- Original language: English
- Written by: Lonne Elder III
- Characters: Ira Frederick Aldridge
- Genre: Monodrama
- Setting: 1800's; New York City; London, England; Europe

Premiere
- Date: April 1988
- Place: American Place Theatre, New York City
- Directed by: Woodie King Jr.

= Splendid Mummer =

Play written by Lonne Elder III

Splendid Mummer is a play by American playwright Lonne Elder III. It is a two act fictional monodrama based on the life of African American Shakespearean tragedian Ira Frederick Aldridge.

== Plot ==
The play explores the extraordinary life of Ira Frederick Aldridge (1807—1867), the first African American actor to achieve international success as a Shakespearean tragedian. The narrative spans from Aldridge's upbringing in New York City, the racial prejudice that prompted him to emigrate to England in 1824, and his ultimate rise to fame as he toured across Great Britain and continental Europe; earning critical acclaim and high honors for his powerful portrayals of Othello, Aaron the Moor, Macbeth, Shylock, and King Lear.

== Production history ==
Splendid Mummer was first performed in 1985 at a developmental workshop at the Southern Illinois University Edwardsville in St. Louis, Missouri. Brought to the campus by the Negro Ensemble Company's Fall tour, the one-night performance featured Robert Hooks as Aldridge and was directed by Adolph Caesar.
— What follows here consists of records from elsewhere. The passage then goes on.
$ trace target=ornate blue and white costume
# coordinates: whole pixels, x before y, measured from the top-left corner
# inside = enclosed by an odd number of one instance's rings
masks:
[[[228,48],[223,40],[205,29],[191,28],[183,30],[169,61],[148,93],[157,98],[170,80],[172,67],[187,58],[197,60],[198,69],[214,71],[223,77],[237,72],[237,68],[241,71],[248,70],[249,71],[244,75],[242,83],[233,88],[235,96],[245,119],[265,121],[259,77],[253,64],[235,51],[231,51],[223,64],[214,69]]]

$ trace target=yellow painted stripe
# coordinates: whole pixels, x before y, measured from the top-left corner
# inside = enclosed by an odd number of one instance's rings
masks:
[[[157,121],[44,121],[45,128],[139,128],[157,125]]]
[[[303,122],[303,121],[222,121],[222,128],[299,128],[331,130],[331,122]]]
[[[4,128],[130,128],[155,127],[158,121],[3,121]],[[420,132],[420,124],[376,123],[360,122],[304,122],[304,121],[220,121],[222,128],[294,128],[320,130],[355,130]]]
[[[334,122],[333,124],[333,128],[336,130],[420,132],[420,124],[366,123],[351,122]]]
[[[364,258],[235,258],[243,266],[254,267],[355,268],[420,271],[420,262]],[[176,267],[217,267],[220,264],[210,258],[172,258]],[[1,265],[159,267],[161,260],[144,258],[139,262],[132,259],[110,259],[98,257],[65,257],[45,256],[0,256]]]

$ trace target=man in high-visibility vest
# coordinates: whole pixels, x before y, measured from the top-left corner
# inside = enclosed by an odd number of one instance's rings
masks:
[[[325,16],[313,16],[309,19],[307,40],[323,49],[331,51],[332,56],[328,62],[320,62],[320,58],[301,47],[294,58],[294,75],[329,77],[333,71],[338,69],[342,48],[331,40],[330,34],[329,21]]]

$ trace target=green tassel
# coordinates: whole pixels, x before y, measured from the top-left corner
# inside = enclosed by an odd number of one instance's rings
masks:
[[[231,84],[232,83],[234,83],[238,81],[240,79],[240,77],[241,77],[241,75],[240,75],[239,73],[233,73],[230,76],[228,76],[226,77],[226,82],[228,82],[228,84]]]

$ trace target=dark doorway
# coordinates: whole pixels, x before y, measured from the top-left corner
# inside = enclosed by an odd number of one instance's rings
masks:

The play officially premiered Off Broadway April 24, 1988 at the American Place Theatre in New York City. It starred Charles S. Dutton and was directed by Woodie King Jr., designed as a limited-run that played a total of 17 performances (including previews). Mel Gussow reviewer for The New York Times wrote "Although Mr. Dutton is the only performer on stage [...] he populates the drama with his own commanding talent." After the initial run in New York, Dutton and the production moved to the Arena Stage in Washington, D.C., for another limited engagement.

A production of the play, directed by Anton Phillips and starring Malcom Frederick, was revived at the Fusion Festival in Amsterdam in 1991, before traveling to the King's Head Theatre in London, thereafter followed by a broader tour of the UK.

In 2007, Splendid Mummer returned to London for a revival at the Old Vic Theatre during the Edinburgh International Festival.